Wednesday, August 26, 2015
San Antonio Missions National Historical Park
The San Antonio Missions National Historical Park was established in 1978 by the United States Congress. The Park includes four of San Antonio’s Spanish Colonial-era Missions as well as associated dams, acequias and other irrigation resources, agricultural fields or labores, and recorded prehistoric and colonial period sites within the 475-acre park boundaries. The missions within the National Park include Mission Nuestra Señora de la Purísma Concepción de Acuña, Mission San José y San Miguel de Aguayo, Mission San Juan Capistrano, and Mission San Francisco de la Espada. Mission San Antonio de Valero (the Alamo) was specifically excluded from the park boundaries as it is owned by the State of Texas and administered by the Daughters of the Republic of Texas (Ivey and Thurber 1983).
The missions’ designation as a national park was in part a recognition of the national significance of the mission system as well as a means to ensure their continued protection and preservation through federal funding and National Park Service oversight. The entire park and associated resources, including 86 structures specifically associated with the missions and 21 archeological and historical sites representing more than 260 years of regional history, were listed in the National Register of Historic Places in 1983 (Ivey and Thurber 1983). The Park Service continues to administer the park at present, and access to the associated missions is free to the public.

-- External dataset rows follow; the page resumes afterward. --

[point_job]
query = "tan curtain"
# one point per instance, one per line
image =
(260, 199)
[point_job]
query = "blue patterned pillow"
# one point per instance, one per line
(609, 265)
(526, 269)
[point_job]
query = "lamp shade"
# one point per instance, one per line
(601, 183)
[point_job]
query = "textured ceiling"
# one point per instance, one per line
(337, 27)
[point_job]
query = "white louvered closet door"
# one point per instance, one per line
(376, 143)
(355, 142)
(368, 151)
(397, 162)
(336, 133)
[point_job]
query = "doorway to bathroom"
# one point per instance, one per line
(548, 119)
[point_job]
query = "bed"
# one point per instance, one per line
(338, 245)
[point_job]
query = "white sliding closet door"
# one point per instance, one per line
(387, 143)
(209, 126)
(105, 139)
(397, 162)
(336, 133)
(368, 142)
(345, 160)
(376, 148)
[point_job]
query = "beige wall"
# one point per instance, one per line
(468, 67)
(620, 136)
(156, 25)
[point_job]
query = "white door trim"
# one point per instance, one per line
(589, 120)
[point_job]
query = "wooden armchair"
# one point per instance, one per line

For additional information about the history of the missions and associated resources, as well as information about accessing the individual missions, visit the National Park Service website.
Ivey, James E. and Marlys Bush Thurber (National Park Service, San Antonio Missions National Historical Park)
1983 - National Register of Historic Places Inventory – Nomination form for Federal Properties, “San Antonio National Historical Park,” Copy on file at the Texas Historical Commission, Austin, Texas.